Japanese media drives anti-cult sentiment

Controversy and hostility toward new religious movements (NRMs), particularly the Unification Church, are being fanned by the media in Japan, which has focused attention on second-generation members who have left and protested against these groups, according to Adam Lyons of the University of Montreal. In a paper presented at the early-August meeting of the Association for the Sociology of Religion in Montreal, attended by RW, Lyons compared the current developments in Japan, which started after the assassination of former Japanese Prime Minister Shinzo Abe in 2022, to the 1980s and 1990s in the U.S., when many second-generation members spoke out against the NRMs in which they were raised. In the current case, the controversy is largely media generated, but it is also shaped by a younger generation that had been raised in popular new religions during the 1990s (as opposed to the 1970s in the U.S.) and is now turning against religion in general. Abe’s assassin, a disgruntled former member of the Unification Church, has become the poster child for a group of second-generation members known as nisei, or victims, who feel alienated both from their parents’ religious group and from society in general.
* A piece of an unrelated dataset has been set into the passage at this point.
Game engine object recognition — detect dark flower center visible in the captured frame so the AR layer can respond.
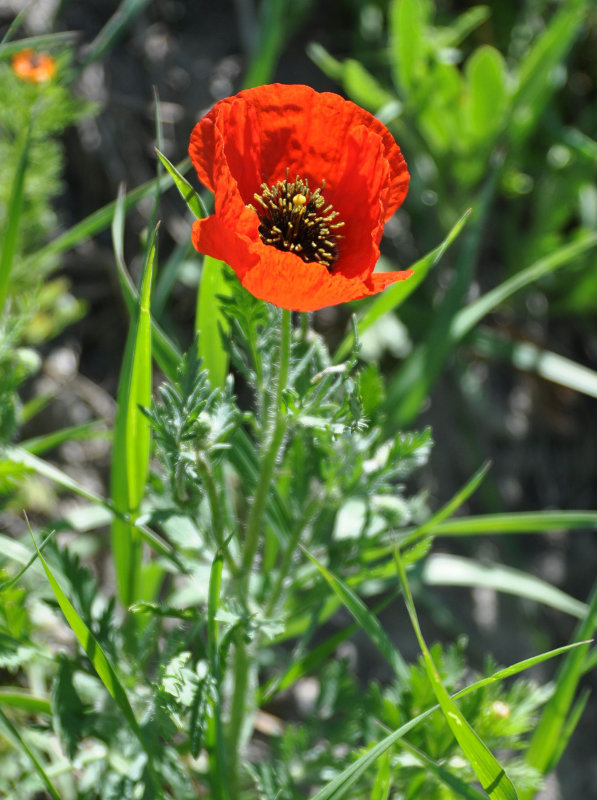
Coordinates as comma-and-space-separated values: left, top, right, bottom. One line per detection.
251, 170, 344, 272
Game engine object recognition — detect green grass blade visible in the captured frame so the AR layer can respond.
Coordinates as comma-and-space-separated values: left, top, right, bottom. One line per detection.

Former Japanese prime minister Shinzo Abe was assassinated by a 41-year-old with grievances over his mother’s religious donations to the Unification Church.

Lyons adds that while the media has become fixated on the nisei, they represent a minority of NRM second-generation children, most of whom, whether or not they have grievances against the groups in which they were raised, have moved on with their lives. He points out that the media attention and sympathy is selective; some second-generation members of unpopular groups, such as Aum Shinrikyo, continue to be stigmatized and ignored. While domestic NRMs in Japan are facing new discrimination and disapproval, transnational NRMs are better able to defend and sustain themselves. Lyons adds that this is happening during a time when many NRMs in Japan are seeing “membership rates in freefall as the older generations pass away and their children and grandchildren opt not to continue to participate in their parent’s organized religions.” He concludes that the “proliferation of nisei grievance narratives should be seen as exceptional (representing only a small minority of the second generation) and also as representative (because the turn away from active participation in religion is a leading tendency among the younger generations in Japan).”